Home Artificial Intelligence Non-Negative Matrix Factorization (NMF) for Dimensionality Reduction in Image Data

Non-Negative Matrix Factorization (NMF) for Dimensionality Reduction in Image Data

0
Non-Negative Matrix Factorization (NMF) for Dimensionality Reduction in Image Data

Discussing theory and implementation with Python and Scikit-learn

Original image by an_photos from Pixabay (Barely edited by writer)

I even have already discussed various kinds of dimensionality reduction techniques intimately.

Principal Component Evaluation (PCA), Factor Evaluation (FA), Linear Discriminant Evaluation (LDA), Autoencoders (AEs), and Kernel PCA are the most well-liked ones.

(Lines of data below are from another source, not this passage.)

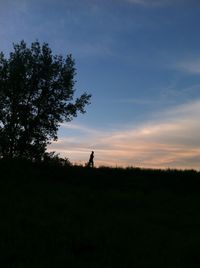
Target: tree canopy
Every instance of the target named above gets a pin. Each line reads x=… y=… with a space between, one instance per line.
x=36 y=96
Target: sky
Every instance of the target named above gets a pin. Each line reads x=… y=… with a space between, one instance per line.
x=140 y=60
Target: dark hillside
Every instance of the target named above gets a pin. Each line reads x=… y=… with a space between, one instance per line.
x=77 y=217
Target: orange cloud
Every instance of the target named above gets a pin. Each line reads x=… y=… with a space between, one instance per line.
x=172 y=141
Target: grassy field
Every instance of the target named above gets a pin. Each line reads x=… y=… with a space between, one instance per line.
x=78 y=217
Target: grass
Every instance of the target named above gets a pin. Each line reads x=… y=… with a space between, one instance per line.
x=78 y=217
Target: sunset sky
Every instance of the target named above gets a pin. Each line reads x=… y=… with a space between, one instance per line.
x=140 y=60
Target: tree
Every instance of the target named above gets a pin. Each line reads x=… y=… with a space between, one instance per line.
x=36 y=96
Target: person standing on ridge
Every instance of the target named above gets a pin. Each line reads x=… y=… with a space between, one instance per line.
x=91 y=160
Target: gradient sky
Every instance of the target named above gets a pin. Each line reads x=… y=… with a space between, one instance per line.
x=140 y=60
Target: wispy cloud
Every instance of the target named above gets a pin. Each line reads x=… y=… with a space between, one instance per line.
x=155 y=3
x=189 y=65
x=172 y=141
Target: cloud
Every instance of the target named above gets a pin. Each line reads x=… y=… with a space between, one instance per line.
x=190 y=66
x=172 y=141
x=154 y=3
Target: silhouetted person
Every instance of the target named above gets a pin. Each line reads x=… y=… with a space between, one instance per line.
x=91 y=160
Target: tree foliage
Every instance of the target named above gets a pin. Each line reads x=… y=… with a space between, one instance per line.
x=36 y=96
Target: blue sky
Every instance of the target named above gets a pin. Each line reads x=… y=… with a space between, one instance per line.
x=140 y=60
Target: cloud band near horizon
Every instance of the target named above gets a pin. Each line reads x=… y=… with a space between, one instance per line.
x=172 y=142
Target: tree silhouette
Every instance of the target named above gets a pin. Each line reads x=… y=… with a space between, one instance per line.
x=36 y=96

Non-Negative Matrix Factorization (NMF or NNMF) can also be a linear dimensionality reduction technique that will be used to scale back the dimensionality of the feature matrix.

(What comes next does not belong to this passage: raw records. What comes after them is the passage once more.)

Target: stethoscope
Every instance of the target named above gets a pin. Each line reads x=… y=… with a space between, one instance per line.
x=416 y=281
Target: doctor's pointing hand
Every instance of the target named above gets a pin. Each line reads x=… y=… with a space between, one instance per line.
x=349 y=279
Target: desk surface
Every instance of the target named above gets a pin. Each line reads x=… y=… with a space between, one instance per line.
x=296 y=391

All dimensionality reduction techniques fall under the category of unsupervised machine learning during which we are able to reveal hidden patterns and necessary relationships in the information without requiring labels.

So, dimensionality reduction algorithms take care of unlabeled data. When training such an algorithm, the fit() method only needs the feature matrix, X because the input and it doesn’t require the label column, y.

As its name implies, non-negative matrix factorization (NMF) needs the feature matrix to be non-negative.

For this reason non-negativity constraint, the usage of NMF is restricted to data with non-negative values equivalent to image data (pixel values all the time lie between 0 and 255, hence there are not any negative values in image data!).

What you'll learn:
----------------------------------------------------

1. Maths behind NMF
2. NMF equation
3. Feature matrix, V
4. Transformed data matrix, W
5. Factorization matrix, H
6. Scikit-learn NMF() class
7. Arguments, methods and attributes of NMF() class
8. Load the MNIST with Scikit-learn
9. Perform dimensionality reduction in image data

Other matrix decomposition methods:
----------------------------------------------------
1. Eigendecomposition
2. Singular value decomposition

Non-negative matrix factorization comes from linear algebra. In easy words, it’s the technique of decomposing a matrix into the product of two small matrices.

To be more precise,

Non-negative matrix factorization (NMF) is the technique of decomposing a non-negative feature matrix, V (nxp) right into a product of two non-negative matrices called W (nxd) and H (dxp). All three matrices should contain non-negative elements.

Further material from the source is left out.